In this section I will look at how the work of Dr Elisabeth Kübler-Ross changed how we look at the grieving process.
Dr Kübler-Ross, who pioneered methods in the support and counselling of personal trauma, grief and grieving, proposed a model of the five stages of grief (denial, anger, bargaining, depression, acceptance). This is actually a model for change generally and as such can help people to understand and deal with personal reaction to trauma. It is not limited to death and dying.
Her book, On Death and Dying (1969) was quite revolutionary at the time and was a catalyst towards changing previously held beliefs that bereavement should not be discussed and that death is a taboo subject. This was very gratefully received by carers and by people who were dying or who had been bereaved, perhaps indicating the level of denial and suppression that had existed previously. Dr Kübler-Ross gave people ‘permission’ to feel their feelings and to talk about them openly, perhaps for the first time.

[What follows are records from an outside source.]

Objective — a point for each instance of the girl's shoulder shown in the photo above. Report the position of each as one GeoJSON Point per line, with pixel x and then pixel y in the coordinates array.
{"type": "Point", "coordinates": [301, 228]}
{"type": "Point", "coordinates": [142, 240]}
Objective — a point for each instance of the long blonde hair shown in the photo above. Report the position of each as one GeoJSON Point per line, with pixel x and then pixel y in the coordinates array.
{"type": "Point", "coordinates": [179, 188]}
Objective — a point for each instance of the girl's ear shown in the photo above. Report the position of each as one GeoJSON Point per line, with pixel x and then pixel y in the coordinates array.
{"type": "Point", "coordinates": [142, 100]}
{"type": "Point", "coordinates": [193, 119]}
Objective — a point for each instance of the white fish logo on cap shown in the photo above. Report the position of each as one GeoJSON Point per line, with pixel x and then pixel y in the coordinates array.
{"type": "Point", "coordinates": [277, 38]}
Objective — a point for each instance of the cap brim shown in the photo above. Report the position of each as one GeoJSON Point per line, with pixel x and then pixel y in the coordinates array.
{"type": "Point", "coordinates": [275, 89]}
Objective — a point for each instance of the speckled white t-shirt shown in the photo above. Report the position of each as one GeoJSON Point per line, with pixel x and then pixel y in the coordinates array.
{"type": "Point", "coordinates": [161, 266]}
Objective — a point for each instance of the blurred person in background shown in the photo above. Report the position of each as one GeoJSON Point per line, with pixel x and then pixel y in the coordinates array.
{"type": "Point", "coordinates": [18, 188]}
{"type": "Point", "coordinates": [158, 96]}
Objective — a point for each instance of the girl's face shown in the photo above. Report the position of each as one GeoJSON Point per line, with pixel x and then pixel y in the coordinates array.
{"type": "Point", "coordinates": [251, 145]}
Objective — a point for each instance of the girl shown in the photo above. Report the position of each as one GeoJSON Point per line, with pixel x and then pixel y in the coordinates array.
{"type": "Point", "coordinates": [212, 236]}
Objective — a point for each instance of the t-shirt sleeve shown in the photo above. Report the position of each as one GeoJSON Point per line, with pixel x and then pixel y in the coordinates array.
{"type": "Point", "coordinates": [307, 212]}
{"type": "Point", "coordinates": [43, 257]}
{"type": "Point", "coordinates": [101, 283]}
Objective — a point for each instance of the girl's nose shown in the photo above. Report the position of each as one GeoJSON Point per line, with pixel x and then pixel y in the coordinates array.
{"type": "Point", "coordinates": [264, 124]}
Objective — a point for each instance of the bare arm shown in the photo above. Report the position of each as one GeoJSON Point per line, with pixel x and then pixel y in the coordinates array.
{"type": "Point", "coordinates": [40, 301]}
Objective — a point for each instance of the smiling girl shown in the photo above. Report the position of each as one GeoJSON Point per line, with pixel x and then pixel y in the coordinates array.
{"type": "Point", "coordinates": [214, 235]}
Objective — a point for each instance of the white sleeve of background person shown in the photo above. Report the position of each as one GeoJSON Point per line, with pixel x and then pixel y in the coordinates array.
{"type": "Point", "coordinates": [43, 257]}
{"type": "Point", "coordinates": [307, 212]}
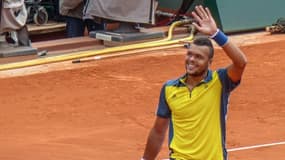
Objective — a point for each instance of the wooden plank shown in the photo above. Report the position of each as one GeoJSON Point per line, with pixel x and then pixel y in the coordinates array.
{"type": "Point", "coordinates": [46, 28]}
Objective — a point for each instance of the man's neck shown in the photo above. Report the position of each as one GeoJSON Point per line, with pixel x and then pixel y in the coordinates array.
{"type": "Point", "coordinates": [195, 80]}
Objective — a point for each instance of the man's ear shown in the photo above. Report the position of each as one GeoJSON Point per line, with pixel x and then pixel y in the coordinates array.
{"type": "Point", "coordinates": [210, 61]}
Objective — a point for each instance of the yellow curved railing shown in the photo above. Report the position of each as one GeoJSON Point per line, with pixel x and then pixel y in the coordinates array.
{"type": "Point", "coordinates": [65, 57]}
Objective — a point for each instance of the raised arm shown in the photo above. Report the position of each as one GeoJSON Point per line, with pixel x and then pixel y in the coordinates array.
{"type": "Point", "coordinates": [207, 25]}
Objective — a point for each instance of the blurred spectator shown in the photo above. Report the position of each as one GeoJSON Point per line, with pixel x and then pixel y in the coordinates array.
{"type": "Point", "coordinates": [75, 24]}
{"type": "Point", "coordinates": [13, 22]}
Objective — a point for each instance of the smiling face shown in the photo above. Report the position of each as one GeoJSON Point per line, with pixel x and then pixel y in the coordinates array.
{"type": "Point", "coordinates": [197, 60]}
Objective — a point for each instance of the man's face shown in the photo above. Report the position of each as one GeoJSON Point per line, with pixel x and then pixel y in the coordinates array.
{"type": "Point", "coordinates": [197, 60]}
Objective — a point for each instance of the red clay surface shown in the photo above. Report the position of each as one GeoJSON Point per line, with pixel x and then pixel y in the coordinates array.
{"type": "Point", "coordinates": [106, 109]}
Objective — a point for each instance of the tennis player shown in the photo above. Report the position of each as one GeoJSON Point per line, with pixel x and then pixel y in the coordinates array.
{"type": "Point", "coordinates": [193, 107]}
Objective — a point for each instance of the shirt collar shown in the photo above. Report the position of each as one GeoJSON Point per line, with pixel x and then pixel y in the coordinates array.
{"type": "Point", "coordinates": [207, 79]}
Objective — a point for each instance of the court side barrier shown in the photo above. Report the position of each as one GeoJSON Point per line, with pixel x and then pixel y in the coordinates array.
{"type": "Point", "coordinates": [83, 54]}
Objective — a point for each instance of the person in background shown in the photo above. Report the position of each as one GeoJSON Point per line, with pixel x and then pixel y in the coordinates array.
{"type": "Point", "coordinates": [194, 107]}
{"type": "Point", "coordinates": [75, 23]}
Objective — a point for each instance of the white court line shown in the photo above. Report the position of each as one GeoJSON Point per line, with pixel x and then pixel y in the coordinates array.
{"type": "Point", "coordinates": [251, 147]}
{"type": "Point", "coordinates": [255, 146]}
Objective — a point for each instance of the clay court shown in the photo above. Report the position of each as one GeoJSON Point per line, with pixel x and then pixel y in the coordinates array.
{"type": "Point", "coordinates": [104, 109]}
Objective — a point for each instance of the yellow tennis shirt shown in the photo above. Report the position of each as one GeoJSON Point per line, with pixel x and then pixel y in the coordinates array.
{"type": "Point", "coordinates": [197, 117]}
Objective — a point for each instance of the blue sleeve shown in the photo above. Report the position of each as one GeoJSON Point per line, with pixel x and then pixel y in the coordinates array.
{"type": "Point", "coordinates": [163, 108]}
{"type": "Point", "coordinates": [228, 84]}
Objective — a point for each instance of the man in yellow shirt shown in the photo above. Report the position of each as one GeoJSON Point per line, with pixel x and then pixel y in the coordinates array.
{"type": "Point", "coordinates": [194, 106]}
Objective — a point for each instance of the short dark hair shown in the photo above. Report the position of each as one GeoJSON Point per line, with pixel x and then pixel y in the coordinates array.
{"type": "Point", "coordinates": [204, 41]}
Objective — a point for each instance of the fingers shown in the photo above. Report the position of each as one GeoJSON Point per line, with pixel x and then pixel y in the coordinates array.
{"type": "Point", "coordinates": [201, 12]}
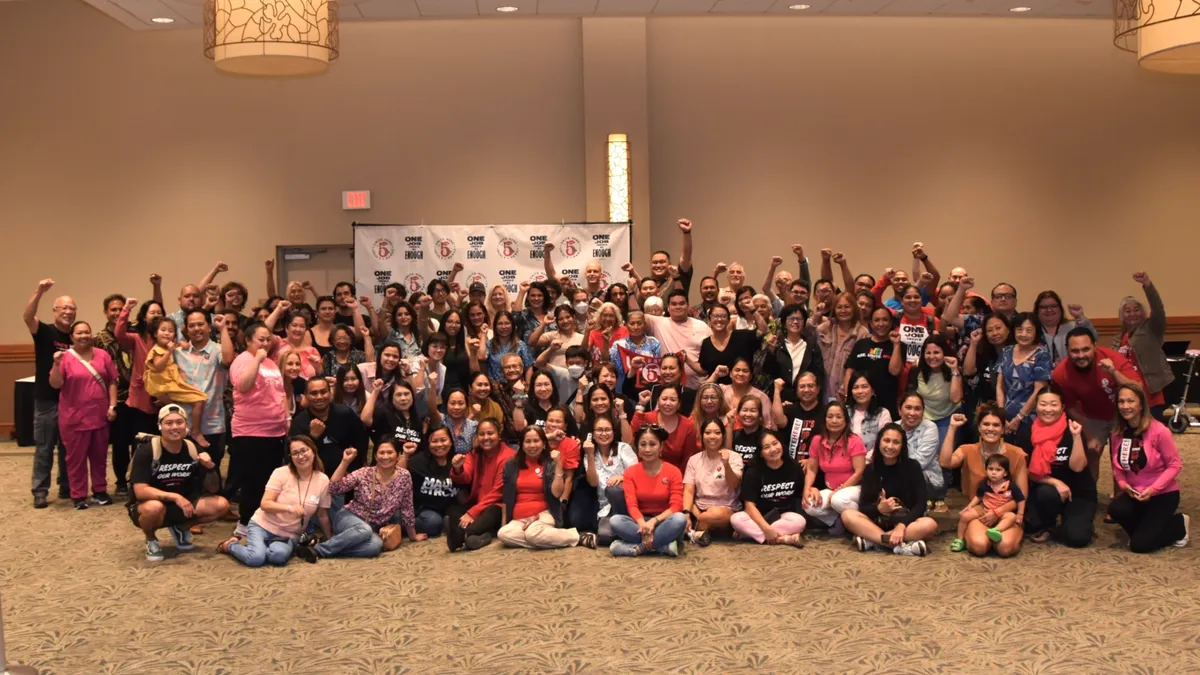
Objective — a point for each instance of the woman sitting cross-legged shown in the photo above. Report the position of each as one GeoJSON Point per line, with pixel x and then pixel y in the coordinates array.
{"type": "Point", "coordinates": [651, 487]}
{"type": "Point", "coordinates": [533, 488]}
{"type": "Point", "coordinates": [771, 496]}
{"type": "Point", "coordinates": [711, 484]}
{"type": "Point", "coordinates": [293, 495]}
{"type": "Point", "coordinates": [891, 511]}
{"type": "Point", "coordinates": [1146, 466]}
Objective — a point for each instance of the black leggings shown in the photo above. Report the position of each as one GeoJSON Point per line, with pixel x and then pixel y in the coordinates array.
{"type": "Point", "coordinates": [259, 457]}
{"type": "Point", "coordinates": [1078, 514]}
{"type": "Point", "coordinates": [1152, 524]}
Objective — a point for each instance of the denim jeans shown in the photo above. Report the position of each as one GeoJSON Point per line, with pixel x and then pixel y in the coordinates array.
{"type": "Point", "coordinates": [46, 437]}
{"type": "Point", "coordinates": [429, 523]}
{"type": "Point", "coordinates": [262, 547]}
{"type": "Point", "coordinates": [625, 529]}
{"type": "Point", "coordinates": [352, 537]}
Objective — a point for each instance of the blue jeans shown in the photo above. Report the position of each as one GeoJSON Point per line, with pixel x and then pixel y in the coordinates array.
{"type": "Point", "coordinates": [352, 537]}
{"type": "Point", "coordinates": [262, 547]}
{"type": "Point", "coordinates": [46, 437]}
{"type": "Point", "coordinates": [670, 530]}
{"type": "Point", "coordinates": [429, 523]}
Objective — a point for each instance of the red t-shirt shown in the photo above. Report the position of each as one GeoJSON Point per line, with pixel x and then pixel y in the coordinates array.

The ‘Grief Cycle’ was never intended to be a rigid series of sequential or uniformly timed steps. It’s a model or a framework rather than a process. A model is less specific – more of a shape or guide. People do not always experience all of the five ‘grief cycle’ stages. Some stages might be revisited. Some stages might not be experienced at all. Transition between stages can be more of an ebb and flow, rather than a progression. The five stages are not linear; neither are they equal in their experience. People’s grief, and other reactions to emotional trauma, are as individual as a fingerprint.